LEANDER, Texas (KXAN) — Parents of a Leander ISD middle school student are frustrated after receiving a letter letting them know their son may not be able to move onto high school.
Maridith Jones says her son failed a couple classes at the end of his eighth grade school year, but she claims she was assured by school staff that if her son took part in a STAAR Testing Academy along with the STAAR test, and passed, he could be promoted to high school.
According to the letter sent to her by Leander ISD, her son may not be promoted.
An online letter states:
In grades 4-8, promotion to the next grade level shall be based on an overall average of 70 on a scale of 100 based upon course-level, grade-level standards (essential knowledge and skills) for all subject areas and a grade of 70 or above in three of the following areas: language arts, mathematics, science, and social studies.”
Jones says because staff advised her that the STAAR Academy would count as summer school to make up for the courses her son failed, as long as he passed the re-test, she thought he would be all right.
“He went ahead and took the STAAR academy, but he can’t retake the test and he didn’t have the opportunity to take the classes he needed to pass to ninth grade,” Jones says.
Now, she’s afraid the district has tied her hands and he’ll have to repeat a grade on account of STAAR test glitches.
Jones said, “The summer school classes for middle school was held the same time as the STAAR Academy, so he didn’t have the opportunity whatsoever to take the classes…”
The district says they do not plan on holding another summer school session for students who didn’t take it before.
“LISD has no plans to hold another session of summer school for the students who chose to attend the STAAR Academy instead of Summer School.
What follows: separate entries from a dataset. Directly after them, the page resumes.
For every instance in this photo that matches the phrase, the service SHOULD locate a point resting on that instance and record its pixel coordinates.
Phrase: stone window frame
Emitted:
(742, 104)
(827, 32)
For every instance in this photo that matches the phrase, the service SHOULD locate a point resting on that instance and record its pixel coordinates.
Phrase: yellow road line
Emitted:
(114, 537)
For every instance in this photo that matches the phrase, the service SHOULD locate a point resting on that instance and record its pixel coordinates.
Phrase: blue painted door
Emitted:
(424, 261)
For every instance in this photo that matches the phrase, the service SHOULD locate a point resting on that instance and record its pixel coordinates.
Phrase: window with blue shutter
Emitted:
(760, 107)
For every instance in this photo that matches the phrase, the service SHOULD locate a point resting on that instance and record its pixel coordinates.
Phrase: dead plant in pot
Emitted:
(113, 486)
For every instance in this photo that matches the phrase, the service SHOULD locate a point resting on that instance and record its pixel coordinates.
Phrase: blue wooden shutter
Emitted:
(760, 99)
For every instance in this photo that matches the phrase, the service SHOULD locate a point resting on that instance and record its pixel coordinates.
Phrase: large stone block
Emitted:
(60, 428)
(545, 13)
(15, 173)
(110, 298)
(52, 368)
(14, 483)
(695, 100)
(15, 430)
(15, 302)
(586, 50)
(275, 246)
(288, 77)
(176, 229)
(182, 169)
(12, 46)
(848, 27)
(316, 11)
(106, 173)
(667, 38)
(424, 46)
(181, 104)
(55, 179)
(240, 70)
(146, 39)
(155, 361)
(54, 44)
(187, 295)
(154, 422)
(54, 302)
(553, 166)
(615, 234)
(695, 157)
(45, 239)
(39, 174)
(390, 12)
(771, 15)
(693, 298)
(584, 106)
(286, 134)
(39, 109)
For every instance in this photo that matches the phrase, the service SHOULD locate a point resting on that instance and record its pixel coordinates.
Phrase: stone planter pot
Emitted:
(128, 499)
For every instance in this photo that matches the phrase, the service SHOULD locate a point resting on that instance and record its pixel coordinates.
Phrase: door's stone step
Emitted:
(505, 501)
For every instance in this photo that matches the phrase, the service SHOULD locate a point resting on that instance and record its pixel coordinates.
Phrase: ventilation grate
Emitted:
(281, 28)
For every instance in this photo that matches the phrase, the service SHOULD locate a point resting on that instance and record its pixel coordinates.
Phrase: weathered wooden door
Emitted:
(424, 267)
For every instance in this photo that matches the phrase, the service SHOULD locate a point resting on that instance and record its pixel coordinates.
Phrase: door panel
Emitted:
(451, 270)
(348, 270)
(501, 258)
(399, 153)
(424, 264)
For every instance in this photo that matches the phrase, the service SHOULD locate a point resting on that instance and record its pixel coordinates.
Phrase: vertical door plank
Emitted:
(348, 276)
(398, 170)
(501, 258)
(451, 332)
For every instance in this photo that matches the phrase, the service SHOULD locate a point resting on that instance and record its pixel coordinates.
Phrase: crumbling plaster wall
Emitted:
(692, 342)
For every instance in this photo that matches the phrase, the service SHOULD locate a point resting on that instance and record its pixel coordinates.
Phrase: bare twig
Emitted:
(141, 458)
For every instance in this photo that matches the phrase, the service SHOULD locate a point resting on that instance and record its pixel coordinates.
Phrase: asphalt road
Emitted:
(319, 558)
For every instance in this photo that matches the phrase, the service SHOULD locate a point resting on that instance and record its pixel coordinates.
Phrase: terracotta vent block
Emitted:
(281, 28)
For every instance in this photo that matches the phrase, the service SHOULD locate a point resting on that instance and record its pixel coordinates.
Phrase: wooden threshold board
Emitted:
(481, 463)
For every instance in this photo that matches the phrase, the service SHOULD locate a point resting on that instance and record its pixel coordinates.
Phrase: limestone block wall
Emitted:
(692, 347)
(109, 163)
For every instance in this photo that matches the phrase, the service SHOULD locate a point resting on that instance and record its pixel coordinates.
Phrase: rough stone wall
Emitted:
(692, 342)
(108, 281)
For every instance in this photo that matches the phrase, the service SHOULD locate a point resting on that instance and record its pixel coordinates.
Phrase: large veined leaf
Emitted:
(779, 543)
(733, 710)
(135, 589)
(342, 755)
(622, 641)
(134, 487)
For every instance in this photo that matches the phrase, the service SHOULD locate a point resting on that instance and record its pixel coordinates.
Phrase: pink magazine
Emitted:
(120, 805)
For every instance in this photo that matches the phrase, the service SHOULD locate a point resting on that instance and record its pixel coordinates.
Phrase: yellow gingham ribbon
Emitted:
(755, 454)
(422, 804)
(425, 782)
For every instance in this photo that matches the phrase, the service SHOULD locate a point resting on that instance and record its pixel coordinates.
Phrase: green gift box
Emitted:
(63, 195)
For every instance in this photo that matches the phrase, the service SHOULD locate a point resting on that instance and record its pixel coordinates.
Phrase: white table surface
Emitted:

These situations will be handled on a case-by-case basis when our principals and staff return in July, with the best interest of each student taken into consideration with every decision,” the district said.
Parents say it’s not fair for their students and hope they can have an input when it comes to changing their child’s academic future.
“To find out, you could’ve gone to summer school and passed, but since you know the STAAR academy was supposed to trump summer school, sorry you’re SOL,” Jones said. “If he would’ve failed the two STAAR tests he needed to pass, then that’s on him, but this whole process is not on him.”